“50% têm medo de voltar ao escritório”, conclui estudo da Korn Ferry

À medida que os países levantam a ordem de confinamento, alguns trabalhadores descobrem que preferem continuar a trabalhar à distância.

Quando voltar ao escritório, a situação vai ser completamente diferente: talvez seja necessário submeter-se a uma verificação de temperatura e responder a perguntas sobre os sintomas do coronavírus antes de entrar. Os espaços de trabalho estarão desenhados para permitir mais espaço entre as pessoas e talvez a copa, onde antes preparava ou aquecia o seu almoço, esteja fechada.

Para muitos funcionários que estiveram a trabalhar remotamente, as perguntas sobre como será o escritório em tempos de coronavírus são substituídas pela dúvida se devem ou não voltar ao escritório.

Uma pesquisa da Korn Ferry, empresa de consultoria de recursos humanos com sede em Los Angeles, na Califórnia, veio revelar que 50% dos entrevistados têm medo de voltar ao escritório quando reabrir; e 25% disseram não acreditar na capacidade da empresa em manter as pessoas seguras no local de trabalho.

Alguns trabalhadores descobriram que são mais felizes e mais eficientes a trabalhar remotamente ou que lhes falta quem cuide dos seus filhos enquanto estão fora de casa. “Não há respostas certas ou erradas no que diz respeito ao coronavírus”, diz Gabby Lennox, coach de carreira da Korn Ferry Advance. “Trata-se de um julgamento pessoal e com o que se sente mais ou menos confortável.”

A empresa de consultoria perguntou a especialistas de carreira o que é que as empresas podem fazer para proteger os seus empregados.

Pesquise novos procedimentos

Os centros de controlo e prevenção de doenças deram orientações sobre o que os locais de trabalho devem fazer se reabrirem. As sugestões incluem alterar o layout dos espaços de trabalho, turnos alternados e implementar pausas para lavar as mãos.

Mas o diabo, claro, está nos detalhes e as dúvidas começam a surgir: vai tirar a temperatura todas as manhãs na cave do escritório? A estação de café está fechada? Tem de usar máscara facial oito horas seguidas? Consegue trabalhar sem usar transportes públicos? As janelas estarão abertas para ventilação ou apenas o sistema de ar condicionado que faz circular o ar? Descubra o que a sua empresa planeia fazer para se sentir mais confortável em voltar se for esse o caso.

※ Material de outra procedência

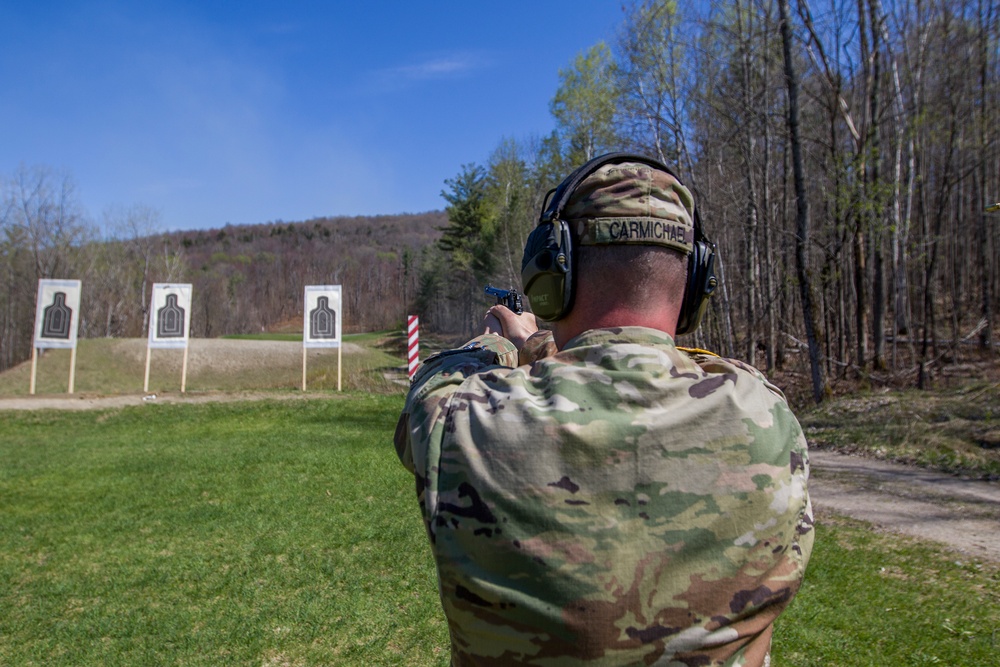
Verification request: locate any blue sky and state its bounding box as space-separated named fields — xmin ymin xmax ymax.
xmin=0 ymin=0 xmax=622 ymax=230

Considere o seu próprio contexto

Pode parecer óbvio, mas, mais do que nunca, a sua situação pessoal deve orientar a sua decisão de voltar ao local de trabalho da empresa. Veja os exemplos. Laura, uma mulher saudável de 25 anos que mora sozinha, perdeu o contato com os colegas e está desesperada para voltar para a sua mesa de trabalho novamente. Já a Ana, uma professora do pré-escola de 65 anos, sobrevivente de cancro, por ordem do médico teve de dizer ao seu diretor que não poderia voltar ao trabalho.

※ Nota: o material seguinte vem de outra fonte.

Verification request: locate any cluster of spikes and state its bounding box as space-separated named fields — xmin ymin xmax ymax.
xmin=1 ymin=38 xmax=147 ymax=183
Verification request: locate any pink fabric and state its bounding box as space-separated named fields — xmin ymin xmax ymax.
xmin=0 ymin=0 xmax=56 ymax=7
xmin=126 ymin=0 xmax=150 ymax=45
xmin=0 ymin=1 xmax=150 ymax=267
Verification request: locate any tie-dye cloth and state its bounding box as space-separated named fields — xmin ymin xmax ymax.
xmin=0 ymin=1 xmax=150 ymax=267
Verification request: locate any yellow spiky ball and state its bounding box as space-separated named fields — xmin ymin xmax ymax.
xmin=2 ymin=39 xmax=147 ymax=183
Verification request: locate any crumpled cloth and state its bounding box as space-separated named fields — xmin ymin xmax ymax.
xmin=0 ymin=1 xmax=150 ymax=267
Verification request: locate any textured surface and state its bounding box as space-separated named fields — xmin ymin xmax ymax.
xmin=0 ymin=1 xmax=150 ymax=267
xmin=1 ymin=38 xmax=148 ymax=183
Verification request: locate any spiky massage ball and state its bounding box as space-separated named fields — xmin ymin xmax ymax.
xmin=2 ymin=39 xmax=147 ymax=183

Quase 100% dos trabalhadores que responderam ao questionário da Korn Ferry disseram que os líderes de suas empresas estavam a demonstrar empatia durante este período. Portanto, não tenha medo de explicar detalhes pessoais que devem ser levados em consideração.

Conheça a sua influência – e a lei

Especialistas em carreira dizem que, até agora, as empresas norte-americanas parecem estar a ser bastante flexíveis com os funcionários, dando-lhes autonomia para decidir quando desejam voltar ao escritório. No entanto, as leis de proteção ao trabalhador variam de Estado para Estado, portanto informe-se. Michigan, por exemplo, emitiu uma ordem executiva do governador que proíbe empresas de despedir pessoas que ficam em casa por certos motivos relacionados com o coronavírus.

Seja flexível

Você achar que está ansioso para voltar, mas depois sente medo quando imagina os seus colegas a não terem cuidado e a não respeitarem as regras. Ao discutir o plano com seu chefe, certifique-se que comunica o seu desejo de permanecer flexível. Dessa forma, se voltar à empresa e depois decidir ficar duas semanas em trabalho remoto, garanta que a sua hierarquia não levantará problemas.